Paradoxalement, tout en prônant la réinsertion professionnelle, les députés ont rejeté la proposition de la gauche en faveur d’une introduction de quotas pour contraindre les employeurs à engager des personnes handicapées.

Par ailleurs, la majorité de la Chambre du peuple a décidé d’accorder le droit à une rente invalidité uniquement aux personnes assurées depuis trois ans au moins (jusqu’ici, le délai était d’un an). Une disposition qui pénalise les étrangers et les jeunes qui viennent d’entrer sur le marché du travail en Suisse.

Le Conseil national a également supprimé les rentes complémentaires versées jusqu’à présent aux conjoints des bénéficiaires de l’AI, ainsi que le «supplément de carrière». Les rentes devraient ainsi être calculées sur la base du dernier salaire réalisé sans tenir compte des perspectives professionnelles de l’assuré.

Suisses de l’étranger

Parmi les mesures approuvées dans cette révision, il en est une qui touche directement les Suisses de l’étranger et les étrangers qui perçoivent des prestations de l’AI alors qu’ils n’habitent plus en Suisse.

A l’avenir, les rentes versées à l’étranger devraient en effet être adaptées au pouvoir d’achat du pays dans lequel vivent les assurés.

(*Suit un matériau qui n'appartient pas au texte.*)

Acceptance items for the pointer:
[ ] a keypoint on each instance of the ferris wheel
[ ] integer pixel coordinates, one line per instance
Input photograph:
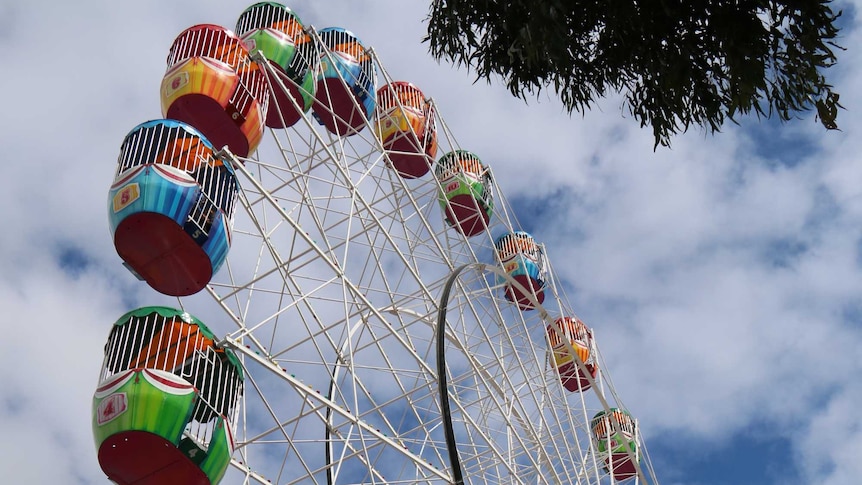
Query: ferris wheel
(356, 302)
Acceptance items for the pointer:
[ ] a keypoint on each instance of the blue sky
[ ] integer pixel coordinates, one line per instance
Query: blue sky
(722, 275)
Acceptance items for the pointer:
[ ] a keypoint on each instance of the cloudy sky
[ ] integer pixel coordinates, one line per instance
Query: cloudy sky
(723, 276)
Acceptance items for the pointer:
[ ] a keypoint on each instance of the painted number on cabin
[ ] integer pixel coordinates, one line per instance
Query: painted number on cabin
(126, 196)
(111, 407)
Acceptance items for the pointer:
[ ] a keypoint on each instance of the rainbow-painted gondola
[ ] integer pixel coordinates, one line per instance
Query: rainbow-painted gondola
(465, 191)
(407, 128)
(581, 339)
(613, 447)
(346, 94)
(213, 85)
(523, 259)
(170, 207)
(278, 33)
(166, 401)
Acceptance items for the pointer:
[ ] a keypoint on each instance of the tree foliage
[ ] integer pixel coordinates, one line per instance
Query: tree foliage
(678, 63)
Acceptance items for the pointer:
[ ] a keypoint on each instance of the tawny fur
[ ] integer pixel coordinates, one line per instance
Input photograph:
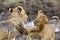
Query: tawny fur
(42, 28)
(17, 16)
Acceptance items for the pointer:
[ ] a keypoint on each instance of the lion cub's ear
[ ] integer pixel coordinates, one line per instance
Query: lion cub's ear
(40, 13)
(10, 10)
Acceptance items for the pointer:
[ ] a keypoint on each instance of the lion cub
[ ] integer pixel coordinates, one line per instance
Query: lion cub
(9, 27)
(42, 29)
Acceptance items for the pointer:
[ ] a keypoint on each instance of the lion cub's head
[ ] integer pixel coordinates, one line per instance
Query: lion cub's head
(41, 19)
(18, 12)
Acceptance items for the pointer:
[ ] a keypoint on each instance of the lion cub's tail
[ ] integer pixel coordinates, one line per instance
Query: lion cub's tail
(56, 22)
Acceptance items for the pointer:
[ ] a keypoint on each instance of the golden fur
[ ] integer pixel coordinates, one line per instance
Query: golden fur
(43, 30)
(17, 16)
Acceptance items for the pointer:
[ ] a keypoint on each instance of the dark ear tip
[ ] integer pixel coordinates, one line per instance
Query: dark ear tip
(10, 10)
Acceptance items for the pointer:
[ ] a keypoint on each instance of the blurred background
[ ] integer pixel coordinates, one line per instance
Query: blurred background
(49, 7)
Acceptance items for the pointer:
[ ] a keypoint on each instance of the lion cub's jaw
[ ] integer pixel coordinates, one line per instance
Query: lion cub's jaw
(18, 12)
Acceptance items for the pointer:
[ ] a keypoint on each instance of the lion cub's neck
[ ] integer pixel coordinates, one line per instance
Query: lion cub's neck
(14, 21)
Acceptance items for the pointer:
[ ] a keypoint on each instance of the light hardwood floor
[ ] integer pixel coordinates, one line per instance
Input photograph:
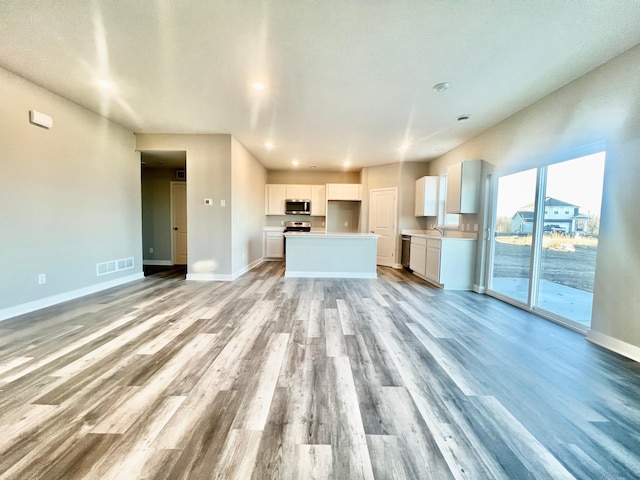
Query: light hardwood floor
(268, 378)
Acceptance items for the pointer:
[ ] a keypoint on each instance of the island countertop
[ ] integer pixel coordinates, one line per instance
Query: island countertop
(333, 255)
(330, 234)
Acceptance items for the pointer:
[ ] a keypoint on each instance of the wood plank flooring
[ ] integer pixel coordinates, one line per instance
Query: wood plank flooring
(274, 378)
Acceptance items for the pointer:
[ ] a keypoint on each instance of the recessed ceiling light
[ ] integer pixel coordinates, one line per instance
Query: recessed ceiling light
(441, 87)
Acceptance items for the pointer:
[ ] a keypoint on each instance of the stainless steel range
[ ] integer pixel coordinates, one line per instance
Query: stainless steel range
(295, 227)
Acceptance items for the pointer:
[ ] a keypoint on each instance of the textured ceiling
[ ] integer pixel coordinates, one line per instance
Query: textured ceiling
(345, 79)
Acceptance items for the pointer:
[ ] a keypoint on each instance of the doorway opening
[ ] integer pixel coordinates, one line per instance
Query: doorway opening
(544, 245)
(164, 211)
(383, 220)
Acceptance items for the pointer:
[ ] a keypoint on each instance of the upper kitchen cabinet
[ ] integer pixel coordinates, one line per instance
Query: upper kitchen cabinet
(427, 197)
(275, 195)
(298, 192)
(463, 187)
(343, 191)
(318, 201)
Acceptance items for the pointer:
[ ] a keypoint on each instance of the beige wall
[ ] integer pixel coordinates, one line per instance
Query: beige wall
(403, 177)
(294, 177)
(70, 198)
(603, 105)
(248, 180)
(208, 176)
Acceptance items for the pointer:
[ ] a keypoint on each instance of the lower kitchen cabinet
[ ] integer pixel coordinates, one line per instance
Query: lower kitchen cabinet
(446, 262)
(432, 268)
(274, 245)
(417, 259)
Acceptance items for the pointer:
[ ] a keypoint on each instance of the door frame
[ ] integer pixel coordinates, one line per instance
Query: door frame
(536, 251)
(173, 240)
(395, 263)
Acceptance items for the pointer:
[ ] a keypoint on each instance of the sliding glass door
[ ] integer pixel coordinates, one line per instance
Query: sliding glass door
(512, 246)
(545, 240)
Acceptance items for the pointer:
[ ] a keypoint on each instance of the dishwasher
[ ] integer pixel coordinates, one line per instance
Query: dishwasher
(406, 252)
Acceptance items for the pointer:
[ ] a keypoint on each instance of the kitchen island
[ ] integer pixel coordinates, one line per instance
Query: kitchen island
(331, 255)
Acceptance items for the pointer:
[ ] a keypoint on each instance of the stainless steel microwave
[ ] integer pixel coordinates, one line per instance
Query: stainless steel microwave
(297, 207)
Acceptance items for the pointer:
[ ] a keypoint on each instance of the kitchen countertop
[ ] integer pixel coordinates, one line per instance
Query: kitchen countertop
(450, 234)
(323, 234)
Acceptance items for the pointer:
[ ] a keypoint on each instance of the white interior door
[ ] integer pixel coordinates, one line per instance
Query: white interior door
(179, 222)
(383, 208)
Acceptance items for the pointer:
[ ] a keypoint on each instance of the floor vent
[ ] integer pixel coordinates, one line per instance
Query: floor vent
(113, 266)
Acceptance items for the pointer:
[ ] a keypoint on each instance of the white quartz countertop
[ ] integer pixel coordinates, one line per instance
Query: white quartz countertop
(330, 235)
(449, 235)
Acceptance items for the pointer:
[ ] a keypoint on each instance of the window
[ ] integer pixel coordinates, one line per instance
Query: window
(546, 263)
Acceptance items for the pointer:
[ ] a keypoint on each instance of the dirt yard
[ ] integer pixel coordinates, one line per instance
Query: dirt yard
(573, 269)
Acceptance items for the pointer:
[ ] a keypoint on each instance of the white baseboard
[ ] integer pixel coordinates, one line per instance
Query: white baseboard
(329, 275)
(160, 263)
(209, 277)
(623, 348)
(65, 297)
(479, 289)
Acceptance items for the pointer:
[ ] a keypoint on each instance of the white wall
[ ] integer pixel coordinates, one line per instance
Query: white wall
(402, 176)
(70, 198)
(603, 105)
(248, 180)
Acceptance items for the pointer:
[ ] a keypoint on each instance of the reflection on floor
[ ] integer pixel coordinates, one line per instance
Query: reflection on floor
(165, 271)
(561, 300)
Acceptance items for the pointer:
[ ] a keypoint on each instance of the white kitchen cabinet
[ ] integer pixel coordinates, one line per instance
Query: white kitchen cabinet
(426, 204)
(343, 191)
(273, 245)
(463, 187)
(418, 255)
(432, 268)
(448, 263)
(318, 201)
(275, 196)
(298, 192)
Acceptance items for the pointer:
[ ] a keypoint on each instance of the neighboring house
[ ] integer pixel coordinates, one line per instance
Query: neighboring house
(522, 222)
(558, 216)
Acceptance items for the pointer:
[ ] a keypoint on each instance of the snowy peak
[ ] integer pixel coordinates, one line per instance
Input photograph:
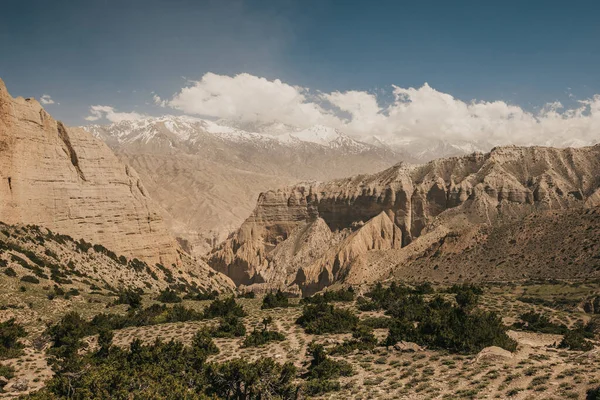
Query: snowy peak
(177, 130)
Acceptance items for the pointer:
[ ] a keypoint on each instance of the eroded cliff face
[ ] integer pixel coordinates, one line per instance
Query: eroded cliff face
(394, 208)
(66, 180)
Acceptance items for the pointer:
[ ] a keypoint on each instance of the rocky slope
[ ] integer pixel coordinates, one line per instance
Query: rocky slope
(57, 259)
(368, 226)
(206, 176)
(66, 180)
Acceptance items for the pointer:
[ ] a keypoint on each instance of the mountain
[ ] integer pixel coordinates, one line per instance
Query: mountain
(65, 180)
(206, 176)
(514, 212)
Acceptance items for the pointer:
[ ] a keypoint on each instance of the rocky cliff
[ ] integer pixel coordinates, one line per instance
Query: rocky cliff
(66, 180)
(218, 171)
(392, 211)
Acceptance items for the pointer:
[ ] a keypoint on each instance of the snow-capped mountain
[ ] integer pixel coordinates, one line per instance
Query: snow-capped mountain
(207, 175)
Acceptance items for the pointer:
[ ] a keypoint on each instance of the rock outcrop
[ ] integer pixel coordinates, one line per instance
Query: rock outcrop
(403, 211)
(206, 177)
(68, 181)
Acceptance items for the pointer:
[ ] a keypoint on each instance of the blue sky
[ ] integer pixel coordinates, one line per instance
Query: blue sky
(117, 53)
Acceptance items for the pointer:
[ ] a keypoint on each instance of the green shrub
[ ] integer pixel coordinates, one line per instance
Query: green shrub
(167, 370)
(30, 279)
(10, 333)
(345, 295)
(223, 308)
(536, 322)
(131, 297)
(323, 371)
(362, 339)
(230, 326)
(279, 299)
(258, 338)
(593, 394)
(575, 340)
(168, 296)
(323, 318)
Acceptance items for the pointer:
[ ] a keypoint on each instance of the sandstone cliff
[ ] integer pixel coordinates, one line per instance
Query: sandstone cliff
(399, 211)
(217, 172)
(66, 180)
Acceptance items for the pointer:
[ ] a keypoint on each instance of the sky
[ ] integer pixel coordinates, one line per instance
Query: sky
(465, 70)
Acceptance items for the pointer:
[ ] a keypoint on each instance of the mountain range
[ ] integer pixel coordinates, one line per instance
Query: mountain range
(513, 213)
(206, 175)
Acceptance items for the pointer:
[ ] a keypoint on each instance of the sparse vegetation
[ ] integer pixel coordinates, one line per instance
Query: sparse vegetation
(168, 296)
(323, 318)
(278, 299)
(223, 308)
(10, 333)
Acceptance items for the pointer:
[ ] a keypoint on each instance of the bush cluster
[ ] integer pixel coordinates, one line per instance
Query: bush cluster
(323, 318)
(323, 371)
(223, 308)
(167, 370)
(168, 296)
(458, 326)
(275, 300)
(10, 333)
(345, 295)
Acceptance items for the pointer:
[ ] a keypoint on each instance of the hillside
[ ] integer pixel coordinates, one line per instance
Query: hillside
(66, 180)
(387, 223)
(206, 176)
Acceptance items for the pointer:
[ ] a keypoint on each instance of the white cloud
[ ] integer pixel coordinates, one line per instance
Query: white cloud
(46, 99)
(414, 112)
(248, 98)
(99, 112)
(158, 101)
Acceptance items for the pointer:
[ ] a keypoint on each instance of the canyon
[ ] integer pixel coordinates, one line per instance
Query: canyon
(369, 228)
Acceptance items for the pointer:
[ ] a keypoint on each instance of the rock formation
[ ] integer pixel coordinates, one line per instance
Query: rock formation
(66, 180)
(401, 211)
(206, 177)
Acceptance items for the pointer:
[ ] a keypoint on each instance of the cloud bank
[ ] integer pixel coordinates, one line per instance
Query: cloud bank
(46, 99)
(99, 112)
(413, 113)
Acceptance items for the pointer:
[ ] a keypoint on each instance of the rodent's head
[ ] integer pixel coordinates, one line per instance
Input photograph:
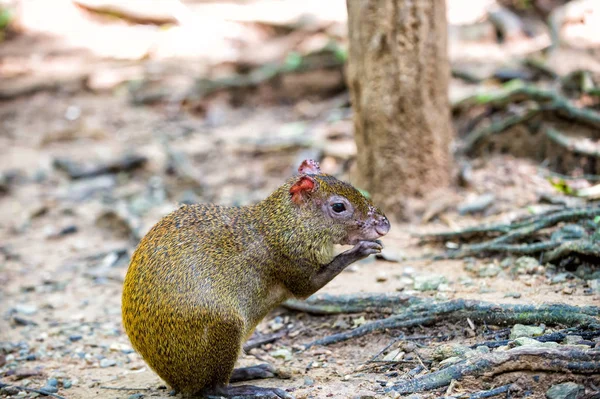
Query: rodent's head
(351, 216)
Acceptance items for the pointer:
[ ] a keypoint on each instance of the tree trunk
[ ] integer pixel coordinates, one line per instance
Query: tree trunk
(398, 77)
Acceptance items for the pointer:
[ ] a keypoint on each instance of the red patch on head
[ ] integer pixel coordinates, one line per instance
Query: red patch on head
(309, 167)
(303, 186)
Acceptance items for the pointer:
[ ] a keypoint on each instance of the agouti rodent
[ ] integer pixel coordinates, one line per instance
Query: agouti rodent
(205, 275)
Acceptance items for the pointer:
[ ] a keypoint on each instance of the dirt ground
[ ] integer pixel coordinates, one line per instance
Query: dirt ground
(65, 243)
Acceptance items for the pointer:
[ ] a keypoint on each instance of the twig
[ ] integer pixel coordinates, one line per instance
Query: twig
(547, 100)
(582, 247)
(565, 360)
(582, 147)
(249, 345)
(478, 311)
(521, 228)
(526, 229)
(325, 304)
(557, 336)
(26, 389)
(484, 394)
(568, 177)
(474, 138)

Ce changement, qui ne concerne pas les pays de l’Union européenne, a même été critiqué par le ministre en charge du dossier Pascal Couchepin. Selon lui, on va donner ainsi «une piteuse image de la Suisse à l’étranger».

Référendum en vue

Le paquet de mesures de la cinquième révision de l’AI, qui doit encore passer entre les mains de la Chambre des cantons, permettrait d’économiser 300 millions de francs par année.

La gauche a toutefois déjà annoncé un référendum. A ses yeux, le gouvernement et le parlement ont volontairement laissé la situation financière de l’AI se dégrader durant des années, avec l’intention claire de démanteler une partie de ses prestations.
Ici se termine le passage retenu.